Is there any such rule for non listed companies?
February 8, 2017 at 2:22 pm #371619The rules state first:
Familiarity and self-interest threats are created by using the same senior personnel
on an audit engagement over a long period of time……… The signifcance of the threats shall be evaluated and safeguards applied when necessary to eliminate the threats or reduce them to an acceptable level. Examples of such safeguards include:• Rotating the senior personnel off the audit team.
The rules then go on to state:
In respect of an audit of a public interest entity, an individual shall not be a key
audit partner for more than seven years. After such time, the individual shall not
be a member of the engagement team or be a key audit partner for the client for
two years. During that period, the individual shall not participate in the audit of the
entity, provide quality control for the engagement, consult with the engagement
team or the client regarding technical or industry specifc issues, transactions or
events or otherwise directly in?uence the outcome of the engagement.[ie no specific time limit for non-public interest clients].

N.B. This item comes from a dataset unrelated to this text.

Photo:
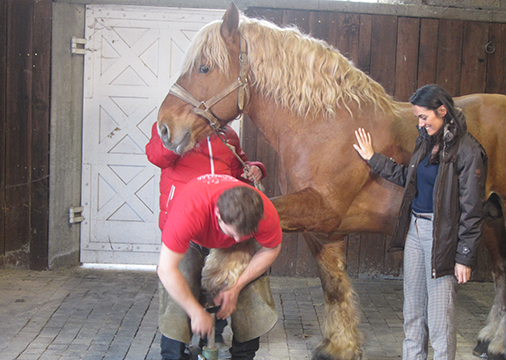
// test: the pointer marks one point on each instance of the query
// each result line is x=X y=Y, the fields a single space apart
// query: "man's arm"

February 8, 2017 at 3:25 pm #371638Thank you for your detailed answers! I really appreciate them!
Is there any place you pick up these rules from? Any site?
February 8, 2017 at 3:48 pm #371651Another question,
In the case that a gift is trivial, who has to be informed of it before the auditor can accept the gift?
February 8, 2017 at 6:57 pm #371674You can download from here – but don’t spend too long studying them:
https://www.accaglobal.com/my/en/member/standards/rules-and-standards/rulebook.html
The only reference to gifts is this:
Accepting gifts or hospitality from an audit client may create self-interest and
familiarity threats. If a firm or a member of the audit team accepts gifts or
hospitality, unless the value is trivial and inconsequential, the threats created
would be so significant that no safeguards could reduce the threats to an
acceptable level. Consequently, a firm or a member of the audit team shall not
accept such gifts or hospitality.It would be up to the auditing firm to lay down its own rules about who can decide if a gift is trivial.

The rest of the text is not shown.